Net income per common share attributable to
TWC common shareholders:
                                               
Basic
  $ 1.25     $ 0.96       30.2%   $ 2.18     $ 1.56       39.7%
 
                                       
Diluted
  $ 1.24     $ 0.95       30.5%   $ 2.16     $ 1.55       39.4%
 
                                       
     Net income attributable to TWC shareholders and net income per common share attributable to TWC common shareholders for the three and six months ended June 30, 2011 increased primarily due to an increase in Operating Income, which was partially offset by increases in interest expense, net, and other expense, net, and, for the three months ended June 30, 2011, an increase in income tax expense, net, each as discussed above. Net income per common share attributable to TWC common shareholders for the three and six months ended June 30, 2011 also benefited from lower average common shares outstanding as a result of share repurchases under the Stock Repurchase Program.
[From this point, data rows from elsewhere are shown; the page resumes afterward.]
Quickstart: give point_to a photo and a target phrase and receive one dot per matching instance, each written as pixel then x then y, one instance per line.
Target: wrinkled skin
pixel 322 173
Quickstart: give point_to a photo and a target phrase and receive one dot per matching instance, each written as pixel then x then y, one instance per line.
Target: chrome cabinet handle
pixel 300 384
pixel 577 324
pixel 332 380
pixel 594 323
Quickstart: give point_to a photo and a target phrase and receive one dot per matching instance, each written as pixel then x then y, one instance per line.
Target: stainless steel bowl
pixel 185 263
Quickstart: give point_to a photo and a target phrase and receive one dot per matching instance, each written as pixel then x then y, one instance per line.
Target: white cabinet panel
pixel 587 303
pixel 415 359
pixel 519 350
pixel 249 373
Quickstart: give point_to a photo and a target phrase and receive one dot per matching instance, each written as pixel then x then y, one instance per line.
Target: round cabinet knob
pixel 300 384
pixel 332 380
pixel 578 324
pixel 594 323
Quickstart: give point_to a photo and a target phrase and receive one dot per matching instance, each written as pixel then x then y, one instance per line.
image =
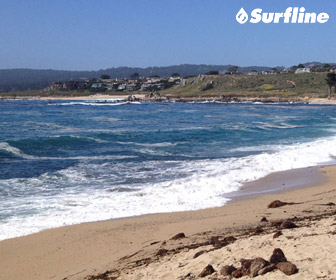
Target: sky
pixel 99 34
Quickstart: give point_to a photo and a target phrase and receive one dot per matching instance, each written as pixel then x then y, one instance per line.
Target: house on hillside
pixel 302 70
pixel 253 73
pixel 270 72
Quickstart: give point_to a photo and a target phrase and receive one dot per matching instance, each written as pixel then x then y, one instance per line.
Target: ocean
pixel 69 162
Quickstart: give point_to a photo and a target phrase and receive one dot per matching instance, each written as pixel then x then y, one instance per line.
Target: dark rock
pixel 258 230
pixel 208 270
pixel 256 265
pixel 287 267
pixel 246 264
pixel 214 240
pixel 217 243
pixel 230 239
pixel 132 98
pixel 277 234
pixel 227 270
pixel 178 236
pixel 267 269
pixel 199 253
pixel 162 252
pixel 237 273
pixel 277 256
pixel 288 225
pixel 276 204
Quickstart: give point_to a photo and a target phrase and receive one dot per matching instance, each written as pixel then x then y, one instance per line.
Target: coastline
pixel 143 97
pixel 74 252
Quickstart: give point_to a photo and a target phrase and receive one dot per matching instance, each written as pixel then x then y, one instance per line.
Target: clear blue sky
pixel 97 34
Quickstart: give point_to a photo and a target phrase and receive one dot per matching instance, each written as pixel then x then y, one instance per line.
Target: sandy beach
pixel 142 248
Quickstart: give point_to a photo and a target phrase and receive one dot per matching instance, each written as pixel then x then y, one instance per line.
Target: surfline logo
pixel 291 15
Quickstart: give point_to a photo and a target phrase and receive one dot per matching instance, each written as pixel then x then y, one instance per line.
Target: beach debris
pixel 258 230
pixel 278 256
pixel 277 234
pixel 328 204
pixel 161 252
pixel 145 261
pixel 227 270
pixel 107 275
pixel 277 203
pixel 199 253
pixel 208 270
pixel 219 243
pixel 237 273
pixel 178 236
pixel 287 267
pixel 287 224
pixel 245 266
pixel 267 269
pixel 256 265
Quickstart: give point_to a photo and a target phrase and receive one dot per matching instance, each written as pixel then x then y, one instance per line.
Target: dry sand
pixel 129 247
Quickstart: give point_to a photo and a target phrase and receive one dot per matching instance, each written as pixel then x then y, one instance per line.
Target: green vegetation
pixel 331 82
pixel 281 85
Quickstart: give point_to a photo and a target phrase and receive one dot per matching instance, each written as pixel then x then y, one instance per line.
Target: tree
pixel 212 73
pixel 331 82
pixel 105 77
pixel 135 76
pixel 233 69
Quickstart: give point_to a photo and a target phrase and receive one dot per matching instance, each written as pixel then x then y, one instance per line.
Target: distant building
pixel 269 72
pixel 302 70
pixel 286 71
pixel 253 73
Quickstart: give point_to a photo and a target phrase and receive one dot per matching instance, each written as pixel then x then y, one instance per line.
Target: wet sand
pixel 129 246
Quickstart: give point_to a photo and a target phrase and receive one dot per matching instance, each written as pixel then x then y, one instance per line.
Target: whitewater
pixel 65 162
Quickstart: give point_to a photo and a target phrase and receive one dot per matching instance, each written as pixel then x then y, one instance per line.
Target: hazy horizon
pixel 91 35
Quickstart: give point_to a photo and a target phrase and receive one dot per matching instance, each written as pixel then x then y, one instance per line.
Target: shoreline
pixel 90 248
pixel 142 97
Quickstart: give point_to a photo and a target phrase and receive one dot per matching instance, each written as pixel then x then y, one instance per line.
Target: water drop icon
pixel 242 16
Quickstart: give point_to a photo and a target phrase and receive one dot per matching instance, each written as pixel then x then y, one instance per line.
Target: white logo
pixel 291 15
pixel 242 16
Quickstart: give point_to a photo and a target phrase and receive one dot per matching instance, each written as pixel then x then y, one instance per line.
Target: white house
pixel 302 70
FINANCIAL CONDITION AND LIQUIDITY
     Management believes that cash generated by or available to TWC should be sufficient to fund its capital and liquidity needs for the next twelve months and for the foreseeable future thereafter, including quarterly dividend payments, common stock repurchases and maturities of long-term debt. TWC’s sources of cash include cash and equivalents on hand, cash provided by operating activities, borrowing capacity under its committed credit facility and commercial paper program, as well as access to capital markets.
     The Company generally invests its cash and equivalents in a combination of money market, government and treasury funds, as well as other similar instruments, in accordance with the Company’s investment policy of diversifying its investments and limiting the amount of its investments in a single entity or fund. As of June 30, 2011, nearly all of the Company’s cash and equivalents was invested in money market funds and income earning bank deposits, including certificates of deposit, with no more than 15% invested in any one fund or deposit.
     TWC’s unused committed financial capacity was $7.366 billion as of June 30, 2011, reflecting $3.510 billion of cash and equivalents and $3.856 billion of available borrowing capacity under the Company’s $4.0 billion senior unsecured three-year revolving credit facility (the “Revolving Credit Facility”).
Current Financial Condition
     As of June 30, 2011, the Company had $24.183 billion of debt, $3.510 billion of cash and equivalents (net debt of $20.673 billion, defined as total debt less cash and equivalents), $300 million of mandatorily redeemable non-voting Series A Preferred Equity Membership Units (the “TW NY Cable Preferred Membership Units”) issued by a subsidiary of TWC, Time Warner NY Cable LLC (“TW NY Cable”), and $8.041 billion of total TWC shareholders’ equity. As of December 31, 2010, the Company had $23.121 billion of debt, $3.047 billion of cash and equivalents (net debt of $20.074 billion), $300 million of TW NY Cable Preferred Membership Units and $9.210 billion of total TWC shareholders’ equity.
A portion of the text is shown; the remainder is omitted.